Fue un finísimo y sensible humanista: alguien que integró fe y razón, pensamiento y vida. Sus maravillosos libros como «Introducción al cristianismo» o «Jesús de Nazareth» son una increíble muestra.
Como no se disfrazó de nada sino que decía lo que pensaba, lo apalearon enemigos y «amigos».
Los medios de comunicación y otros representantes políticos o eclesiales del progresismo neocapitalista-neosocialista global, fabricaron un Ratzinger obtuso, insensible y cerrado que nunca fue (basta leer sus escritos y saber su historia como intelectual clave en el Concilio Vaticano II) para sacarlo de juego.

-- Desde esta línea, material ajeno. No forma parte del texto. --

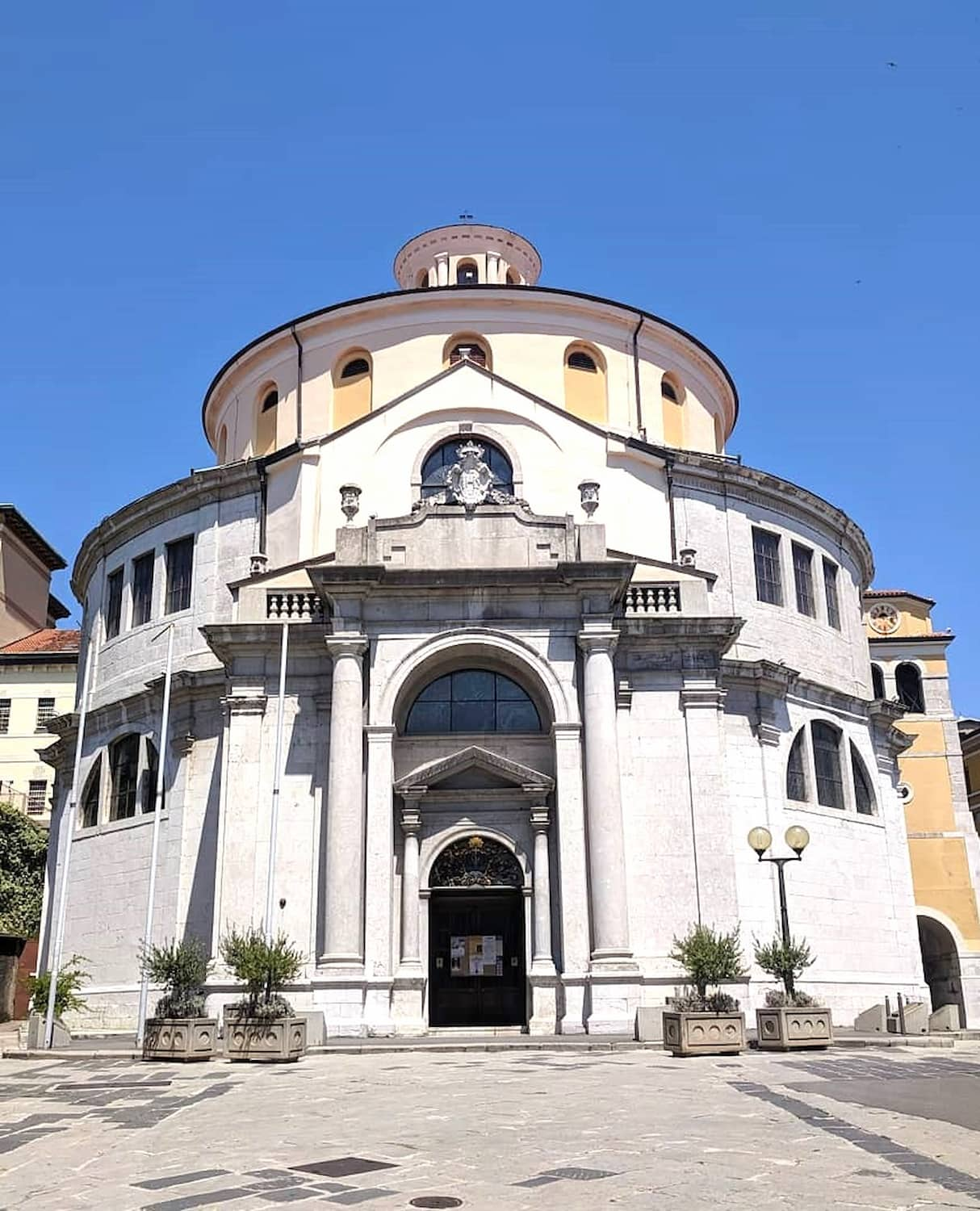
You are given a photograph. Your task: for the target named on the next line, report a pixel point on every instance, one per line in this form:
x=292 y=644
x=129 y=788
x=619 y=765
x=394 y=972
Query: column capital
x=411 y=820
x=597 y=641
x=346 y=644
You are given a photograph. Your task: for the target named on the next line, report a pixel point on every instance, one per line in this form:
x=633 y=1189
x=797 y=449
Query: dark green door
x=476 y=958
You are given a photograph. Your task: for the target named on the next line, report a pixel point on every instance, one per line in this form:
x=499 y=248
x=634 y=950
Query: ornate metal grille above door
x=476 y=862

Incapaz como era de utilizar los disfraces de la ambigüedad o de la fingida misericordia para «decir y no decir» y así sortear los problemas que producen las verdades incómodas, cayó bajo la lluvia despiadada de los golpes de los medios de comunicación, y también, hay que decirlo, de muchos católicos que, en los momentos más difíciles, lo atacaron por la espalda o lo abandonaron a su suerte.
Hoy muchos de estos últimos escriben todavía sobre él usando algunas bellas palabras sobre su genial intelecto pero dejando traslucir todavía el fondo de resentimiento que les produce el testimonio personal de este hombre sin doblez: quieren seguir retratándolo como un conservador empedernido resistente a una imprescindible renovación eclesial que nunca habría querido acompañar.
Pero Benedicto nunca fue un «conservador» ni en el sentido habitual actual -retrógrado, intolerante- y ni siquiera en el sentido propio y estricto de la palabra. Fue por el contrario, un audaz pensador, que formó parte del núcleo renovador del Concilio Vaticano II, llevando los avances de la «nueva teología» -enfocada en una renovación de la comunidad eclesial sin tantos juegos de poder y centrada en Cristo- al corazón mismo de la Iglesia.
Su renuncia histórica al papado fue la demostración final de su humildad personal y de esta lógica «anti- poder».
Benedicto fue sin dudas también un hombre de transición. Él mismo dijo sentirse como el símbolo del fin de una época y el comienzo de otra.
Su testimonio papal, su compromiso indeclinable con la verdad y su legado teológico permanecerán para siempre. Pero sobre todo será recordado por su fe, esperanza y amor apasionados por Quien fue el motivo y sentido último de todos sus anhelos y esperanzas en su vida, que quedan reflejados en la frase eterna que acuñó y que permanecerá por siglos como inspiración para toda presente y futura renovación del cristianismo:
«No se comienza a ser cristiano por una decisión ética o una gran idea, sino por el encuentro con un acontecimiento, con una Persona, que da un nuevo horizonte a la vida y, con ello, una orientación decisiva: Cristo» (Deus caritas est, 1).
¡Gracias y hasta el reencuentro final Benedicto!